Your options for reducing debt

  • Set up a budget that limits your spending. If you try hard enough, you can probably find money to save, which you can put toward your debts. If debt is a recurring problem for you, a budget will become a necessity at some point.
  • Take on a second job.
  • Sell some possessions—jewelry, collectibles, a second car, things in your attic. Some people even resort to selling their homes and renting for a while as they regain their footing.
  • Withdraw or borrow money from a retirement account. Carefully consider the effect of such a move on your retirement, however. If you do go this route, in most cases you will have to pay taxes and there may be a penalty on the amount you take out.
  • Borrow from friends and family. The advantages are that you can negotiate the repayment terms and the interest rate (if any). The disadvantages are the effects it may have on your relationships.
  • Borrow from a life insurance policy, if that is allowed.
  • Take out a home equity loan and use the proceeds to pay higher-interest debt, or take out a reverse mortgage.

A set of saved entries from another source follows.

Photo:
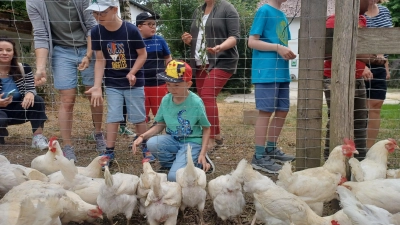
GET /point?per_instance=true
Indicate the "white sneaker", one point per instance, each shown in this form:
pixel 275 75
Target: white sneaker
pixel 39 141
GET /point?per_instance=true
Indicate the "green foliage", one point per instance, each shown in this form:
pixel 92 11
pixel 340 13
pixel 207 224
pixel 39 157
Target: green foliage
pixel 176 18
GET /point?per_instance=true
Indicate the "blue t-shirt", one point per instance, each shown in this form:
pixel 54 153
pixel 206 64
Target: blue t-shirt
pixel 183 121
pixel 157 49
pixel 119 50
pixel 272 26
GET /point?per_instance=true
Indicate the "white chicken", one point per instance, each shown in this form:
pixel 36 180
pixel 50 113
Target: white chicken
pixel 383 193
pixel 118 194
pixel 87 188
pixel 47 163
pixel 12 175
pixel 274 205
pixel 374 166
pixel 226 193
pixel 163 202
pixel 393 173
pixel 193 182
pixel 318 185
pixel 361 214
pixel 145 181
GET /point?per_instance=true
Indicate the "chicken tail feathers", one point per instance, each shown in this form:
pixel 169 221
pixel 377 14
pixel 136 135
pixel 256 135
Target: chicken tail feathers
pixel 108 178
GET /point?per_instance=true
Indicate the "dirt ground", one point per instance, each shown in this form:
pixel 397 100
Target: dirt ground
pixel 239 139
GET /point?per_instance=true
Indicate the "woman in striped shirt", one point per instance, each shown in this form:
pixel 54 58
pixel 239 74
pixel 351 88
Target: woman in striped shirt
pixel 377 16
pixel 19 102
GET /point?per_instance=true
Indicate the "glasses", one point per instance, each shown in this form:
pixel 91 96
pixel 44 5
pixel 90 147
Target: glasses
pixel 151 25
pixel 102 13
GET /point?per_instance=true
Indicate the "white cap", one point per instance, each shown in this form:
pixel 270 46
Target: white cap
pixel 101 5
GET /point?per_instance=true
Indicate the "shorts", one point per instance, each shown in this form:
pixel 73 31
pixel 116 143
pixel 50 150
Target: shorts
pixel 134 99
pixel 271 97
pixel 376 88
pixel 65 64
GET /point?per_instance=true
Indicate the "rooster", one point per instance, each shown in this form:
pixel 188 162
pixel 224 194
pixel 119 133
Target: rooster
pixel 364 214
pixel 145 181
pixel 226 193
pixel 383 193
pixel 193 182
pixel 275 205
pixel 163 202
pixel 318 185
pixel 12 175
pixel 46 163
pixel 374 165
pixel 118 194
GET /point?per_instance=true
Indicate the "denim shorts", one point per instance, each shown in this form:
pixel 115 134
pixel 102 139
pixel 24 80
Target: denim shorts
pixel 65 64
pixel 134 99
pixel 271 97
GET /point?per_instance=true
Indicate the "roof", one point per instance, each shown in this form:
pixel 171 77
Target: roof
pixel 290 7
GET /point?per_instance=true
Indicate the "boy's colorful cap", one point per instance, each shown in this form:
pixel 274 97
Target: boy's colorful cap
pixel 176 72
pixel 101 5
pixel 144 16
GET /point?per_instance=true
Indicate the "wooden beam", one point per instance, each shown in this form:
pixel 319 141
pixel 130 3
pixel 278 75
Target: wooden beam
pixel 309 102
pixel 371 40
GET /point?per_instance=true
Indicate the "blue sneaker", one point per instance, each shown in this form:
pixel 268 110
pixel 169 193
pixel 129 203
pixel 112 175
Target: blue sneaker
pixel 111 157
pixel 148 157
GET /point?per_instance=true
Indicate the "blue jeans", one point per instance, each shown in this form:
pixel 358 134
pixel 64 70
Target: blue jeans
pixel 172 153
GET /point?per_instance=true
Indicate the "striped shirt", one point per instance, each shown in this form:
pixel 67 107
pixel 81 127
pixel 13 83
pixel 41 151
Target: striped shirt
pixel 26 83
pixel 383 19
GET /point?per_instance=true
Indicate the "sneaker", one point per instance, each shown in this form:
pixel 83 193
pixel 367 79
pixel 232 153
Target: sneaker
pixel 40 142
pixel 69 153
pixel 123 130
pixel 3 134
pixel 265 164
pixel 148 157
pixel 111 157
pixel 100 142
pixel 212 168
pixel 278 155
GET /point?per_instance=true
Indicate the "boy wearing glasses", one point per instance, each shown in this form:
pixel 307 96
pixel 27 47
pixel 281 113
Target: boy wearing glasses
pixel 120 56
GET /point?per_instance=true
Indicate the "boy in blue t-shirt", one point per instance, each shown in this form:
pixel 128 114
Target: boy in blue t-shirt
pixel 269 37
pixel 182 114
pixel 158 55
pixel 120 55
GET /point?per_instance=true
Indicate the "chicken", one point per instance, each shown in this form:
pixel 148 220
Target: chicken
pixel 118 194
pixel 226 193
pixel 163 202
pixel 193 182
pixel 46 163
pixel 318 185
pixel 87 188
pixel 393 173
pixel 12 175
pixel 383 193
pixel 94 169
pixel 274 205
pixel 145 181
pixel 374 166
pixel 364 214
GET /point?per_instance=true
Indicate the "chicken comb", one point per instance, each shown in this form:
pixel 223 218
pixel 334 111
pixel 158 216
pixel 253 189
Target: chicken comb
pixel 349 142
pixel 392 140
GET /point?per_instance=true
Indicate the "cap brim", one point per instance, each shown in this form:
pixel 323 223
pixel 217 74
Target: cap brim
pixel 97 8
pixel 164 76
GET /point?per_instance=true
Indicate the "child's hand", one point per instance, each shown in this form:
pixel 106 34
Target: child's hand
pixel 131 78
pixel 285 52
pixel 202 160
pixel 136 143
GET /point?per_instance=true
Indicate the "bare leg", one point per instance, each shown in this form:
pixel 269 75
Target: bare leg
pixel 275 127
pixel 374 120
pixel 65 114
pixel 97 114
pixel 261 127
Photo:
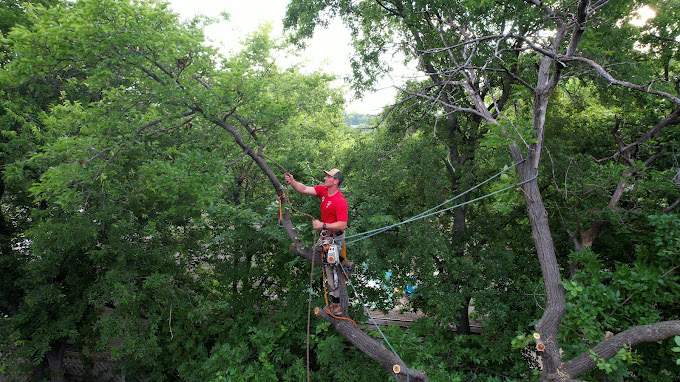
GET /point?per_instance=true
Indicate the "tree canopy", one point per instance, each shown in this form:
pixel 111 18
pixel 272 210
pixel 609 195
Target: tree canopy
pixel 143 219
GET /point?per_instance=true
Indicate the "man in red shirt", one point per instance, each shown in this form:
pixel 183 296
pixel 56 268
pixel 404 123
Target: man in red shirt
pixel 333 220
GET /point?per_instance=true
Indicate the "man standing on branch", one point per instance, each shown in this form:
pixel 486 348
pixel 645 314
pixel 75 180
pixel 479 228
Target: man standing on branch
pixel 332 224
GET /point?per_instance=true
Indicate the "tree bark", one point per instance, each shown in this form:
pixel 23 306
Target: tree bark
pixel 350 331
pixel 372 348
pixel 608 348
pixel 55 360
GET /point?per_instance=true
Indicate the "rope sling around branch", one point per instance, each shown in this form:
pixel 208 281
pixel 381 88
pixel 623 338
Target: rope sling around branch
pixel 433 211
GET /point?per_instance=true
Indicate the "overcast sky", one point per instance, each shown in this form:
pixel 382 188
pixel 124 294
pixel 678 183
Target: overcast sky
pixel 329 50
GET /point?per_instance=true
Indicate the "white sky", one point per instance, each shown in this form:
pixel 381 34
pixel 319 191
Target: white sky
pixel 328 50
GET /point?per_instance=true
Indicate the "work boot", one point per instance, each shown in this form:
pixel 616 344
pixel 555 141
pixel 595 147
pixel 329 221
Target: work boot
pixel 347 265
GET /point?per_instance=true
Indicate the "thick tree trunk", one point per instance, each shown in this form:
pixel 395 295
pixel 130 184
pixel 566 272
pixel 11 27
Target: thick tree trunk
pixel 347 329
pixel 555 300
pixel 55 359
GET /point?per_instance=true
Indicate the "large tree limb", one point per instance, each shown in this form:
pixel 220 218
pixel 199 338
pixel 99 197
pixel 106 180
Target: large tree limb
pixel 372 348
pixel 634 336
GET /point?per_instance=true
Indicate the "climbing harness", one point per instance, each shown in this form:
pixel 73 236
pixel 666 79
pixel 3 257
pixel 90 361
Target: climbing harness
pixel 330 252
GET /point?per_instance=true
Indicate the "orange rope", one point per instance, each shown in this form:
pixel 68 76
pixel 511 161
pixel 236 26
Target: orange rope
pixel 280 206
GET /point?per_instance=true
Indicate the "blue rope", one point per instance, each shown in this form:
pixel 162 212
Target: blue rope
pixel 433 211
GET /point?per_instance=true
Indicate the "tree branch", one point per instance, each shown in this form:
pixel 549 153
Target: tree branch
pixel 608 348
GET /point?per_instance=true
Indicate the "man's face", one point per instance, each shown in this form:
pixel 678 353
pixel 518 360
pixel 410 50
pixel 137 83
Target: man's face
pixel 330 181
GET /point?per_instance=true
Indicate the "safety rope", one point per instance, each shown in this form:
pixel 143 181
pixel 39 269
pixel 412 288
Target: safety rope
pixel 430 212
pixel 309 308
pixel 364 235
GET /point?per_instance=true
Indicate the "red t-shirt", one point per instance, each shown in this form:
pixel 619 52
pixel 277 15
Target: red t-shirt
pixel 333 208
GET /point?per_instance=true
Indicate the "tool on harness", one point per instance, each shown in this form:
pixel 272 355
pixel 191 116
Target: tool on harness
pixel 333 254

Here are some options that really don’t reduce debt at all in the long run. They are very expensive and not recommended by financial advisors:

  • Payday loans. Here is how these loans work: you write a check for a certain amount (say, $500) and receive cash for a lesser amount (say, $450; the remaining $50 serves as payment for the loan’s service to you). The lender holds your check until your payday, at which point you must pay it the original amount ($500). If you can’t pay that amount, the lender tacks on another fee. The effective interest rate thus becomes exorbitant.
  • Tax refund anticipation loans (RALs). These are much rarer than they used to be. How they work: A third-party company (possibly a payday lender) loans you the value of your tax refund, minus a fee. Interest is typically charged. The company then takes claim to your refund when it arrives.
  • Tax refund anticipation checks (RACs). These are offered by tax preparation companies, and they provide a way for you to pay the tax preparation fee out of the refund. They are temporary accounts that wait for your IRS tax refund.

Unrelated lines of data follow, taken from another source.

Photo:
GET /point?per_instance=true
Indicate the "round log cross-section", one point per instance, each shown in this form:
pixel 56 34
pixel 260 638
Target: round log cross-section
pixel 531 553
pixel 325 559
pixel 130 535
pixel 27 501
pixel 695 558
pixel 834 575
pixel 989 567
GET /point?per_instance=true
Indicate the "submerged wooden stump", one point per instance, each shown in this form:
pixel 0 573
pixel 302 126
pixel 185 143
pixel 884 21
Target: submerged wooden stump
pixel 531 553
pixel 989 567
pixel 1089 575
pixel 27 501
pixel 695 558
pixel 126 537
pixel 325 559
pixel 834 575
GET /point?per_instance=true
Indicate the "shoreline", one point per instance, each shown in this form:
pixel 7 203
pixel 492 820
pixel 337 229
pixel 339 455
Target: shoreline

You can fall into debt for reasons beyond your immediate control. You may have lost your job or had big medical problems, for instance. And your creditors may be sympathetic to you. Also, your creditors don’t want to go through the hassle and expense of collections or repossession. They would rather keep you as a customer. If you contact your creditors and explain your situation, they may let you miss a few payments, revise your loans, or remove or reduce certain finance charges.

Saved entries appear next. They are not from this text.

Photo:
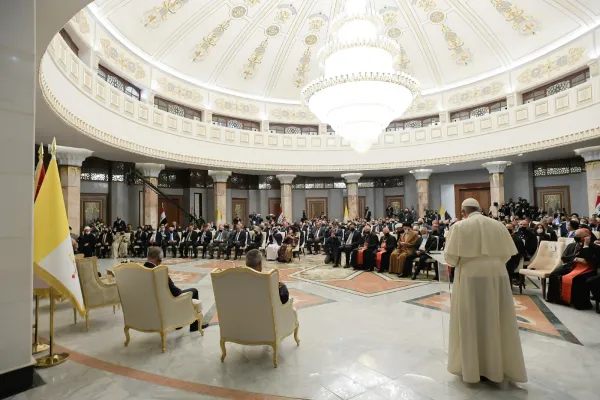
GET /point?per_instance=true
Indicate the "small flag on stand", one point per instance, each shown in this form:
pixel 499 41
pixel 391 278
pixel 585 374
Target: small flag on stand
pixel 163 215
pixel 53 258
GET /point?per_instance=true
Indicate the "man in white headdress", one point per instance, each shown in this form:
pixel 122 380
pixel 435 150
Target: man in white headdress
pixel 484 337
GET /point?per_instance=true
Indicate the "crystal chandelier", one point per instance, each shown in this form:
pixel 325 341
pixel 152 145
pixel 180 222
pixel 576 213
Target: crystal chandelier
pixel 359 93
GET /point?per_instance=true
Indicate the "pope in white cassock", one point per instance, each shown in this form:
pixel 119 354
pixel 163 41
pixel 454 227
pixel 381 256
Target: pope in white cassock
pixel 484 337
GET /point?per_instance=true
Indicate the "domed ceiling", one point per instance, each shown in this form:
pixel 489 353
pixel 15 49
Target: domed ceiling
pixel 267 49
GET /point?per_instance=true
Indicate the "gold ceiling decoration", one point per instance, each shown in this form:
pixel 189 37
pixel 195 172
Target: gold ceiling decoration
pixel 521 22
pixel 426 5
pixel 179 90
pixel 282 14
pixel 255 59
pixel 475 94
pixel 82 22
pixel 235 107
pixel 202 49
pixel 122 59
pixel 303 67
pixel 550 66
pixel 252 3
pixel 460 54
pixel 153 17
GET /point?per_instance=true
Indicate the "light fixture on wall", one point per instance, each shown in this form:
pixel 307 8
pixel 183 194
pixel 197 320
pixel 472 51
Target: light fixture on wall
pixel 359 93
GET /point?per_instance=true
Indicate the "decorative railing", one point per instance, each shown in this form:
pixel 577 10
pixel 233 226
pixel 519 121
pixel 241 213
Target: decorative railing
pixel 491 129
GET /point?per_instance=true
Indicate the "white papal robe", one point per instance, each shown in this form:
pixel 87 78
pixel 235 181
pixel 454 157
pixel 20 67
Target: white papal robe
pixel 484 336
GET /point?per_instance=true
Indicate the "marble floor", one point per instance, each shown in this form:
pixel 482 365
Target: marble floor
pixel 364 336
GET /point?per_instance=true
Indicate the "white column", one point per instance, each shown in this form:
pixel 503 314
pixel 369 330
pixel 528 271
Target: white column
pixel 70 160
pixel 150 171
pixel 496 170
pixel 17 122
pixel 591 155
pixel 220 191
pixel 422 178
pixel 352 188
pixel 286 195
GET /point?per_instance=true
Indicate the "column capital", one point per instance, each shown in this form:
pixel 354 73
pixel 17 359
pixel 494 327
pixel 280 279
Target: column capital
pixel 589 153
pixel 285 179
pixel 421 174
pixel 353 177
pixel 219 176
pixel 72 156
pixel 496 167
pixel 149 170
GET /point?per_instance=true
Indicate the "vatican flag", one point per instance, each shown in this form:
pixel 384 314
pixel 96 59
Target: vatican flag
pixel 53 258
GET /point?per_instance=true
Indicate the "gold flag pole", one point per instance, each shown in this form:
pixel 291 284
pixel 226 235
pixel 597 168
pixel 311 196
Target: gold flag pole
pixel 37 346
pixel 51 359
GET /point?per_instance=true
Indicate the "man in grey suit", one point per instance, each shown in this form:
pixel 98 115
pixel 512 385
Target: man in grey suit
pixel 220 241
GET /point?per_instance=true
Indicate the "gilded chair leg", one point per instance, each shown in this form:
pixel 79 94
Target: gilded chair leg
pixel 127 338
pixel 296 335
pixel 223 350
pixel 163 339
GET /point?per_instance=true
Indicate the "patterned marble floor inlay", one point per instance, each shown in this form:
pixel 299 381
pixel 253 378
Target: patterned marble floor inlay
pixel 301 298
pixel 532 314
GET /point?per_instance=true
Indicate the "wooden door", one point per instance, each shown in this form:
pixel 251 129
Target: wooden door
pixel 172 212
pixel 316 206
pixel 362 203
pixel 275 206
pixel 397 203
pixel 239 209
pixel 478 191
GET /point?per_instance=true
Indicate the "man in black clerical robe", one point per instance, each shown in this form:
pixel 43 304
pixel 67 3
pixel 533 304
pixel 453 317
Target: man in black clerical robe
pixel 568 283
pixel 87 243
pixel 366 251
pixel 386 246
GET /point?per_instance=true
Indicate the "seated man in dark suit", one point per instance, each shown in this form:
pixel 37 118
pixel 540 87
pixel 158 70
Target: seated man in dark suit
pixel 202 239
pixel 430 242
pixel 237 240
pixel 172 241
pixel 154 260
pixel 104 243
pixel 350 242
pixel 254 261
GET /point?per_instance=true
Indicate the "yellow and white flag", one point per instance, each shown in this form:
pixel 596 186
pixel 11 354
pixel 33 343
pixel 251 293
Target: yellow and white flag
pixel 53 258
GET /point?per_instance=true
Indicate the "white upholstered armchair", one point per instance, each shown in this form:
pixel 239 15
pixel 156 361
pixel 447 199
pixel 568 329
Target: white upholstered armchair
pixel 250 311
pixel 149 306
pixel 97 292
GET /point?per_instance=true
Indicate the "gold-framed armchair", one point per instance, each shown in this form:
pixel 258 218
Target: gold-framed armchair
pixel 250 310
pixel 97 292
pixel 149 306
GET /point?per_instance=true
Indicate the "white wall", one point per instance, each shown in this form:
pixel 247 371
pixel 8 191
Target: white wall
pixel 451 178
pixel 577 186
pixel 518 182
pixel 17 124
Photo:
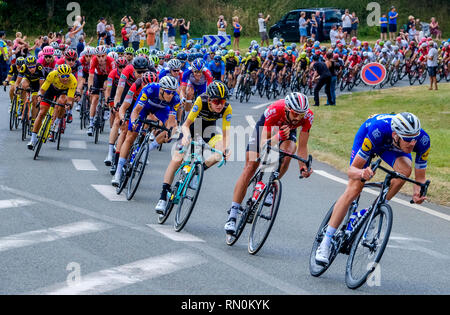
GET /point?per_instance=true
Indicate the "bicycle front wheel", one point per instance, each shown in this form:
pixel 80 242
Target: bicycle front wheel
pixel 189 197
pixel 368 247
pixel 264 218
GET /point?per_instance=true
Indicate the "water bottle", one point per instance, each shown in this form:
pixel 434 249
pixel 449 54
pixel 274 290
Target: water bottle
pixel 258 189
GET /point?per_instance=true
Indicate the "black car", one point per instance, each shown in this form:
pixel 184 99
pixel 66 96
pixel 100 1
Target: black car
pixel 288 27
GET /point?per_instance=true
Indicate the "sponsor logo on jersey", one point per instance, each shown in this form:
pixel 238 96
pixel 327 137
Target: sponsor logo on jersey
pixel 367 145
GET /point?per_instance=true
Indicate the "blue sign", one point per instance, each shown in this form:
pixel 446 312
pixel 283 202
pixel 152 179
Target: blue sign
pixel 216 40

If you expect to be in debt for a while

But what if you expect that your problems will last a long time? In that case, foreclosure, repossession, or bankruptcy may be inevitable. But they should be a last resort. Consider a non-profit debt counseling program instead. The US Department of Justice maintains a list of approved credit counseling agencies. These counseling agencies can help you negotiate with your creditors.